I always strive to be the best actor I can be, during any given show or scene. I never “phone it in”, as they say.
Yet I, and everyone else who acts can sometimes get to the point where complex methods and strategic approaches are either too much, or in some cases, just do not work. In such times, uncommon as they may be for me, I find it acceptable to make use of an acting trick here or there. I will share one with you here today.
Just to reiterate, tricks and short cuts should be an occasional tool for the actor, not a well worn method of the actor. Use them when time or energy are of the essence. Use them when you have struck out in other ways to make a moment true, (and it always has to be true on stage of course.) Use them when you are drowning in your on complexity and need to take a step back into simplicity. (Something I have been known to experience.)
To make a long story short, use them sparingly.
That being said, one of my “tricks” is employed when I need to “fall in love” in a short amount of time. Say, a love at first sight moment.
I think of a power ballad playing in my head the moment I am to fall in love. It helps if you like the song you are thinking of.
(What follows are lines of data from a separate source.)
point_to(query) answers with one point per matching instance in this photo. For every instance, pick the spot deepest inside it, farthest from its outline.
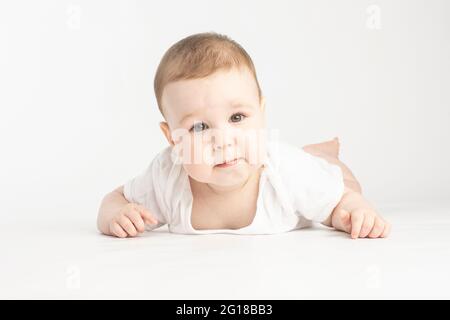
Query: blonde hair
(198, 56)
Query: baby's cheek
(198, 172)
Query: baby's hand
(130, 221)
(356, 216)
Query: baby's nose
(221, 140)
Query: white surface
(55, 259)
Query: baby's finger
(377, 229)
(136, 219)
(117, 230)
(387, 229)
(126, 224)
(146, 215)
(343, 222)
(357, 219)
(367, 226)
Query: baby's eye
(199, 126)
(237, 117)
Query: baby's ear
(166, 131)
(263, 103)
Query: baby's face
(216, 125)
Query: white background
(78, 114)
(79, 117)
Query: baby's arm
(120, 218)
(349, 179)
(355, 215)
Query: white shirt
(295, 188)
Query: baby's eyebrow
(234, 105)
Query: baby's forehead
(225, 89)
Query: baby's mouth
(227, 163)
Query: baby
(223, 172)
The most effective part is that crescendo either right before the chorus, or right in the middle of same.
I have found that when one thinks of one of those power love songs, one’s face and in particular one’s eyes tend to respond, almost involuntarily, in certain ways. Those ways replicate the appearance of falling in love quite well I have found.
Truth be told, rare is the play I have been called upon to portray goofy “love at first sight” moments. The use of this trick is made more acceptable to me because of that infrequency. Furthermore, the few times when I did have to use it were during neither climactic nor pivotal moments in the production. If ever a moment of “falling in love” were the main focus of an entire act or something, I would be more organic in my approach.
Besides, sometimes it shakes things up on stage, and makes them more fun. You need to be having that if you are going to portray falling in love with someone you barely know.
For the sake of the curious, the song I have used is Almost Paradise, a duet by Ann Wilson and Mike Reno. It has that excellent, slow build to the big refrain. Perfect for what I am talking about. (I only use the chorus.)
Just don’t use this trick if your scene is heavy on lines. You might say the lyrics to your song instead of what the script has. (Though I have never done that, better safe than sorry.)